Мона Лиза с видимым усилием разлепила свои набрякшие веки, чтобы придать лицу мало-мальски удивленное выражение:
— Усвоила… Но… то есть, Жанночка, к чему такая таинственность?
— Какая тебе разница? — прошипела я. — Неужели трудно сделать вид, что мы незнакомы?
Мона Лиза опять икнула, обдав меня запахом нездоровой смеси самых разнообразных напитков, и часто закивала головой:
— Поняла, поняла… Как скажешь, Жанночка. А у тебя случайно не найдется небольшой суммы в долг, а то у меня на такси не хватает.
Такси! Пора бы ей уже отказаться от буржуазных привычек. Впрочем, чему удивляться, Мона Лиза в своем репертуаре. Она вечно страдала хроническим безденежьем: то ли такса у нее была мизерная, то ли сутенеры ее нещадно обирали. В принципе Мона Лиза существо абсолютно безобидное и безалаберное и, несмотря на профессию, по натуре не подлое. Тоже из провинции, кажется, из-под Рязани. Мы с ней, кстати, познакомились во время съемок, она была в массовке, совсем юная, счастливая от одной мысли, что присутствует при таком историческом моменте. Там-то ее и подцепил Карен, только ее участь оказалась много хуже моей. Сначала он ее подсовывал всяким нужным людям после переговоров по обделыванию разных делишек. Мона Лиза какое-то время пользовалась успехом, но вскоре приелась партнерам Карена, как все приторное. В результате она оказалась на панели.

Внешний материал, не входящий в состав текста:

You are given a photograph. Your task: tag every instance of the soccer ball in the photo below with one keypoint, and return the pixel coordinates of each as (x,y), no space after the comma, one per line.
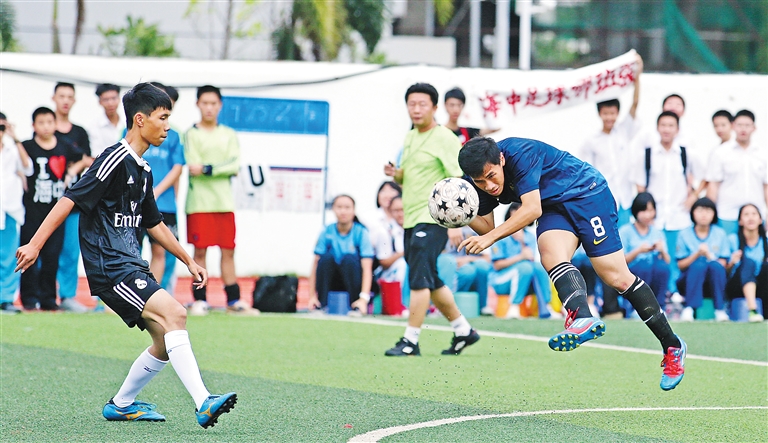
(454,203)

Я достала из сумочки несколько купюр — ведь я сама почти не имела живых денег, они были мне просто-напросто ни к чему — и отдала их Моне Лизе. Ее робость и застенчивость как рукой сняло. Засовывая деньги в карман своего балахона, она невозмутимо улыбалась. Я посмотрела на нее со всей возможной строгостью и направилась к выходу. Мона Лиза потянула на себя дверь ближайшей кабинки и, скрывшись там наполовину, прощебетала голоском хорошенького избалованного ребенка:
— А у Карена теперь новая лапонька, знаешь? Ладно, не переживай, твой тоже ничего, фактуристый мужик!
Спасибо, утешила!
Мона Лиза сдержала свое слово, но до конца вечера я чувствовала себя неуверенно и сидела точно на иголках. Мне приходилось исподволь наблюдать за залом из опасения, что поблизости появится моя давняя, но, увы, не слишком респектабельная знакомая. Рунова я слушала вполуха, рассеянно, прикидывая, не слишком ли театрально прозвучат мои жалобы на головную боль. К счастью, мне не пришлось воспользоваться надуманным предлогом, потому что мы просидели в ресторане еще не более получаса. Кстати, с Моной Лизой я еще раз столкнулась нос к носу в гардеробе. Она цеплялась за какого-то высокого импозантного старикашку, кажется иностранца, и заливисто хихикала. Я немедленно отвернулась, а она не стала меня преследовать. Прорвалась, подумала я с облегчением.